Life is a game, take it seriously

The Deep Learning Not That Smart List

In AI, Computer Vision, deep learning, Machine Learning, Paper Talk on May 27, 2019 at 12:00 pm

by Li Yang Ku (Gooly)

Deep learning is one of the most successful scientific story in modern history, attracting billions of investment money in half a decade. However, there is always the other side of the story where people discover the less magical part of deep learning. This post is about a few research (quite a few published this year) that shows deep learning might not be as smart as you think (most of the time they would came up with a way to fix it, since it used to be forbidden to accept paper without deep learning improvements.) This is just a short list, please comment below on other papers that also belong.

a) Szegedy, Christian, Wojciech Zaremba, Ilya Sutskever, Joan Bruna, Dumitru Erhan, Ian Goodfellow, and Rob Fergus. “Intriguing properties of neural networks.”, ICLR 2014

The first non-magical discovery of deep learning has to go to the finding of adversarial examples. It was discovered that images added with certain unnoticeable perturbations can result in mysterious false detections by a deep network. Although technically the first publication of this discovery should go to the paper “Evasion Attacks against Machine Learning at Test Time” by Battista Biggio et al. published in September 2013 in ECML PKDD, the paper that really caught people’s attention is this one that was put on arxiv in December 2013 and published in ICLR 2014. In addition to having bigger names on the author list, this paper also show adversarial examples on more colorful images that clearly demonstrates the problem (see image below.) Since this discover, there have been continuous battles between the band that tries to increase the defense against attacks and the band that tries to break it (such as “Obfuscated Gradients Give a False Sense of Security: Circumventing Defenses to Adversarial Examples” by Athalye et al.), which leads to a recent paper in ICLR 2019 “Are adversarial examples inevitable?” by Shafahi et al. that questions whether it is possible that a deep network can be free of adversarial examples from a theoretical standpoint.

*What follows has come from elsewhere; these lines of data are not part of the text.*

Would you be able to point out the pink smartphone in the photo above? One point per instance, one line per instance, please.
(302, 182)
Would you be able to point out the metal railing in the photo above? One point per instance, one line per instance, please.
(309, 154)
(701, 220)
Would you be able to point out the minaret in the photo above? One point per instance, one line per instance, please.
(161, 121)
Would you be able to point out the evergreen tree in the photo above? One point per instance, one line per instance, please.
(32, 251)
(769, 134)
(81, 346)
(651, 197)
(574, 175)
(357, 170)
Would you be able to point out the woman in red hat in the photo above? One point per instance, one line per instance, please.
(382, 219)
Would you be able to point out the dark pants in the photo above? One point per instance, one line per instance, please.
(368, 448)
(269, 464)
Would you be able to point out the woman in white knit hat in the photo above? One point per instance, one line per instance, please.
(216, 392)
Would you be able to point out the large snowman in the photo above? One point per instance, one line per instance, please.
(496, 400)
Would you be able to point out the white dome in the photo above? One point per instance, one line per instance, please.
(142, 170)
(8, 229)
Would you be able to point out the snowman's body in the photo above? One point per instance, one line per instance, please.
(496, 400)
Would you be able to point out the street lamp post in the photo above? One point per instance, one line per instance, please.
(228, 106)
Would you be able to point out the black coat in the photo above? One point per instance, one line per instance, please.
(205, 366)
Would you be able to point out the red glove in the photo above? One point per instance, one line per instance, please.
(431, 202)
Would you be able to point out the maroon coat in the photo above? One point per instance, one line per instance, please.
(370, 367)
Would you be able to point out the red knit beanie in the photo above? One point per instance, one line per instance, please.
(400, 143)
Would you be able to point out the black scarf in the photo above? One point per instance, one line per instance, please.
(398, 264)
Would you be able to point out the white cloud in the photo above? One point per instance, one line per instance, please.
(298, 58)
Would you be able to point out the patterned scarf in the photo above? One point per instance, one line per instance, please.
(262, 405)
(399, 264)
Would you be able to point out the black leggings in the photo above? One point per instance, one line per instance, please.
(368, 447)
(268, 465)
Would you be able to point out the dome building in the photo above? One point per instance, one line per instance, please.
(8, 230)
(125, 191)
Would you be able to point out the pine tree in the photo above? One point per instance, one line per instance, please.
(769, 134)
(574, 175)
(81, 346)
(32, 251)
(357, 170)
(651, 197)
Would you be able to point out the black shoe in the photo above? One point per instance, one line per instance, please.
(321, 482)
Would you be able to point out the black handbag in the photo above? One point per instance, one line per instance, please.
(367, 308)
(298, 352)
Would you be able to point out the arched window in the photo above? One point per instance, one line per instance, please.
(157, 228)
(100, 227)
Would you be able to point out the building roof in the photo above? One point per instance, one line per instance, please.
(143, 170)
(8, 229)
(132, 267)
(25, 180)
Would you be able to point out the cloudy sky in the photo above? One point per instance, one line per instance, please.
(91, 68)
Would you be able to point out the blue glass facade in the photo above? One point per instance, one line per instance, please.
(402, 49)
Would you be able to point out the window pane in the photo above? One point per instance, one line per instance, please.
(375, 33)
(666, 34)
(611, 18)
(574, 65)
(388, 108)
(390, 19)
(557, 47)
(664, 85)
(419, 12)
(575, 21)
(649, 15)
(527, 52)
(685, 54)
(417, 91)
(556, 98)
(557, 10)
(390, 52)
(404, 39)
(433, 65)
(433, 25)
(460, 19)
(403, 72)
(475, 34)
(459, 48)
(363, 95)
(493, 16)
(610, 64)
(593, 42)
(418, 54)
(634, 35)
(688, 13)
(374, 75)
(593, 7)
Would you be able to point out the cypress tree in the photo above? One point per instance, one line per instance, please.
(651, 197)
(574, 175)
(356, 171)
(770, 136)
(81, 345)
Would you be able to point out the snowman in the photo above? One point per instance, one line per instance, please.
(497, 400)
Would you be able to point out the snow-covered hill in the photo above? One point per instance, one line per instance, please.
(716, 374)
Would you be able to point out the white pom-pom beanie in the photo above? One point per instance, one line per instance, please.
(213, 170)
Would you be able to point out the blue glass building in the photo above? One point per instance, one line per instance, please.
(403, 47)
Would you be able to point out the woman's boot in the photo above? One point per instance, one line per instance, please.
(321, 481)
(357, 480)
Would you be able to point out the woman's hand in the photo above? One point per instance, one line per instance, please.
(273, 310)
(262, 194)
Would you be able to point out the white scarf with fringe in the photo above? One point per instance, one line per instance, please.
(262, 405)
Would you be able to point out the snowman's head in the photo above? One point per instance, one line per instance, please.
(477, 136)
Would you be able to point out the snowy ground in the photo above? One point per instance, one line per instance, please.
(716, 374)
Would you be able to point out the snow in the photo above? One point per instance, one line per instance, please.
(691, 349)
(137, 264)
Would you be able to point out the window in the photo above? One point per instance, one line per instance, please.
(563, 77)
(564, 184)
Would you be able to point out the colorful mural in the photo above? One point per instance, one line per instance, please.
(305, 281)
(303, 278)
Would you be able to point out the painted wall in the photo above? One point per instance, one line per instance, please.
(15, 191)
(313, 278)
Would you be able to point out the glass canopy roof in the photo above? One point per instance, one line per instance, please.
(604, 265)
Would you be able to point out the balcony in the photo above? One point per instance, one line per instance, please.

b) Dmitry Ulyanov, Andrea Vedaldi, and Victor Lempitsky. “Deep Image Prior.” CVPR 2018

This is not a paper intended to discover flaws of deep learning, in fact, the result of this paper is one of the most magical deep learning results I’ve seen. The authors showed that deep networks are able to fill in cropped out images in a very reasonable way (see image below, left input, right output) However, it also unveils some less magical parts of deep learning. Deep learning’s success was mostly advertised as learning from data and claimed to work better than traditional engineered visual features because it learns from large amount of data. This work, however, uses no data nor pre-trained weights. It shows that convolution and the specific layered network architecture, (which may be the outcome of millions of grad student hours through trial and error,) played a significant role in the success. In other words, we are still engineering visual features but in a more subtle way. It also raises the question of what made deep learning so successful, is it because of learning? or because thousands of grad students tried all kinds of architectures, lost functions, training procedures, and some combinations turned out to be great?

c) Robert Geirhos, Patricia Rubisch, Claudio Michaelis, Matthias Bethge, Felix A. Wichmann, and Wieland Brendel. “ImageNet-trained CNNs are biased towards texture; increasing shape bias improves accuracy and robustness.” ICLR 2019.

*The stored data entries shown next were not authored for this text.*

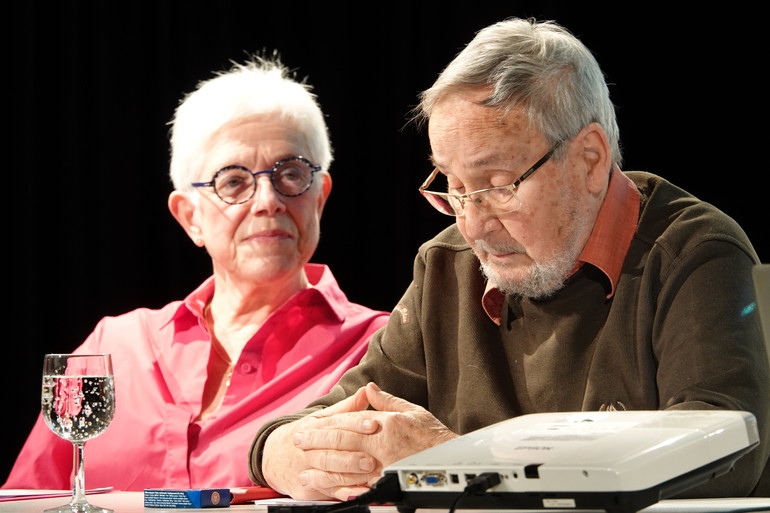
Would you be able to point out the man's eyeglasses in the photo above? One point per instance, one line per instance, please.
(290, 177)
(494, 200)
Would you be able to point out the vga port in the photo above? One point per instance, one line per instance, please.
(434, 478)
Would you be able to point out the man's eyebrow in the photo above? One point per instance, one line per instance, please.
(485, 161)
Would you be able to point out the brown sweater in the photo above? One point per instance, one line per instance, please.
(674, 335)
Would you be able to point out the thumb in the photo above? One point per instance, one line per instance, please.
(356, 402)
(383, 401)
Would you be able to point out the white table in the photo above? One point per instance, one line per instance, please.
(133, 502)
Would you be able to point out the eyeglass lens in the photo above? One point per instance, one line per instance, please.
(237, 184)
(493, 201)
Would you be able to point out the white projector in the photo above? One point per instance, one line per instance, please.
(618, 461)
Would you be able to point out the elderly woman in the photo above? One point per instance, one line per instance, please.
(262, 337)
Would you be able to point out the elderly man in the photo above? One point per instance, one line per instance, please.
(565, 284)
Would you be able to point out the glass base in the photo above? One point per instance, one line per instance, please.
(82, 507)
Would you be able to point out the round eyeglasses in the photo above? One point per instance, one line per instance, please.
(494, 200)
(290, 177)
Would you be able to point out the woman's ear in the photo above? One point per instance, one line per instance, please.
(326, 189)
(183, 209)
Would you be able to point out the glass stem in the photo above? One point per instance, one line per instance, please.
(78, 475)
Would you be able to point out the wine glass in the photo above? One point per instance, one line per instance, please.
(78, 403)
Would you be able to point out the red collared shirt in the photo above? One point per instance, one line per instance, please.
(160, 360)
(607, 245)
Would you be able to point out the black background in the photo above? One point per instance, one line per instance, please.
(93, 86)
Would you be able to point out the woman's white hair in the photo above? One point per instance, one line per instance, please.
(259, 86)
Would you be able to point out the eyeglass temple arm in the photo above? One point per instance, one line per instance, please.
(427, 182)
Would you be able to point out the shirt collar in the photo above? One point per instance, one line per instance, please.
(607, 245)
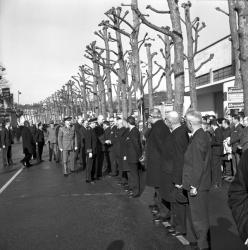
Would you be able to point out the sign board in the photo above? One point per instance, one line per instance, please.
(235, 105)
(235, 98)
(5, 92)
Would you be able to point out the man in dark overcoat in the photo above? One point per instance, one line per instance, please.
(177, 144)
(100, 147)
(238, 198)
(217, 153)
(156, 153)
(78, 153)
(91, 151)
(27, 144)
(197, 178)
(133, 154)
(235, 138)
(83, 131)
(7, 141)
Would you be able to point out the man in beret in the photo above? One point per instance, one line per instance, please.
(67, 141)
(51, 130)
(91, 150)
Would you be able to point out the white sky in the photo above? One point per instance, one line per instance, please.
(42, 42)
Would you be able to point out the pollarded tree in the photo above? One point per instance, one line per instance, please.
(192, 47)
(177, 37)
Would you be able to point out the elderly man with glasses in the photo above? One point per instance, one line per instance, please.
(156, 153)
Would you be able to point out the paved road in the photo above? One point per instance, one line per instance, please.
(41, 209)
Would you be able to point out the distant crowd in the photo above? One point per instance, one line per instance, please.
(182, 158)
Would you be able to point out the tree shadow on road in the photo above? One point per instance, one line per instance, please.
(222, 238)
(116, 245)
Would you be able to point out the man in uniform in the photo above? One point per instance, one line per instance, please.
(52, 141)
(7, 140)
(67, 141)
(78, 152)
(91, 151)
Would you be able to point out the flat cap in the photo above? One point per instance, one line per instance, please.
(93, 120)
(67, 118)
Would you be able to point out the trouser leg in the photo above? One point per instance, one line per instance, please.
(72, 160)
(216, 170)
(199, 215)
(113, 162)
(65, 161)
(179, 216)
(134, 182)
(9, 155)
(4, 155)
(89, 167)
(97, 170)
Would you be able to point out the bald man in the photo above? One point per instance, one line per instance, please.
(197, 178)
(178, 141)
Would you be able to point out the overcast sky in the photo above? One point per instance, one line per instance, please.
(42, 42)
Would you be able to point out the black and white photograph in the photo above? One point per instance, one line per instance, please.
(123, 125)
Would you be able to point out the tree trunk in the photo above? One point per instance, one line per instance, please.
(235, 42)
(190, 57)
(149, 72)
(122, 69)
(178, 55)
(168, 69)
(134, 42)
(107, 72)
(243, 45)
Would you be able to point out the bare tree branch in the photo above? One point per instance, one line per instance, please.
(211, 56)
(221, 10)
(157, 11)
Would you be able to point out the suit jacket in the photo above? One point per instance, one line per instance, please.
(235, 137)
(40, 136)
(197, 162)
(27, 140)
(238, 197)
(217, 142)
(78, 134)
(91, 141)
(180, 139)
(6, 137)
(67, 139)
(156, 152)
(52, 135)
(99, 131)
(133, 146)
(244, 139)
(83, 132)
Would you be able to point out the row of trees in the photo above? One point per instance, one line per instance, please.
(114, 77)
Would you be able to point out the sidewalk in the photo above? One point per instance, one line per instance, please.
(224, 235)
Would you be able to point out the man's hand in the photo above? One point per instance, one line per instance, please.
(193, 191)
(246, 242)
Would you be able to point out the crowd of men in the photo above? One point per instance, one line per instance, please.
(182, 158)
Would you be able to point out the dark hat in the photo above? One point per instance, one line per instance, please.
(131, 120)
(67, 118)
(93, 120)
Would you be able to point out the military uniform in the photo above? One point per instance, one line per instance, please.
(67, 141)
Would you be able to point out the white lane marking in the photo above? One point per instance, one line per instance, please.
(10, 180)
(182, 239)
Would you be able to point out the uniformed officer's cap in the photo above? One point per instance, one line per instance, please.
(68, 119)
(92, 120)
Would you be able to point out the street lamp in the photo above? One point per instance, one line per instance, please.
(19, 93)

It was widely accepted in the deep learning community that CNNs recognize objects by combining lower level filters that represent features such as edges into more complex shapes layer by layer. In this recent work, the authors noticed that contrary to what the community believes, existing deep learning models seems to have a strong bias towards textures. For example, a cat with elephant texture is often recognized as an elephant. Instead of learning how a cat looks like, CNNs seem to take the short cut and just try to recognize cat fur. You can find a detailed blog post about this work here.

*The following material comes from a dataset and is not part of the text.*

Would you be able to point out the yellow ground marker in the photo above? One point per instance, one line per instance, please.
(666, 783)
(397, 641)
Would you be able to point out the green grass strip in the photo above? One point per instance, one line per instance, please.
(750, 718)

d) Wieland Brendel, and Matthias Bethge. “Approximating CNNs with Bag-of-local-Features models works surprisingly well on ImageNet.” ICLR 2019.

This is a paper from the same group as the previous paper. Based on the same observations, this paper claims that CNNs are not that different from bag of feature approaches that classifies based on local features. The authors created a network that only looks at local patches in an image without high level spatial information and was able to achieve pretty good result on ImageNet. The author further shuffled features in an image and existing deep learning models seems to be not sensitive to these changes. Again CNNs seem to be taking short cuts by making classifications based on just local features. More on this work can be found in this post.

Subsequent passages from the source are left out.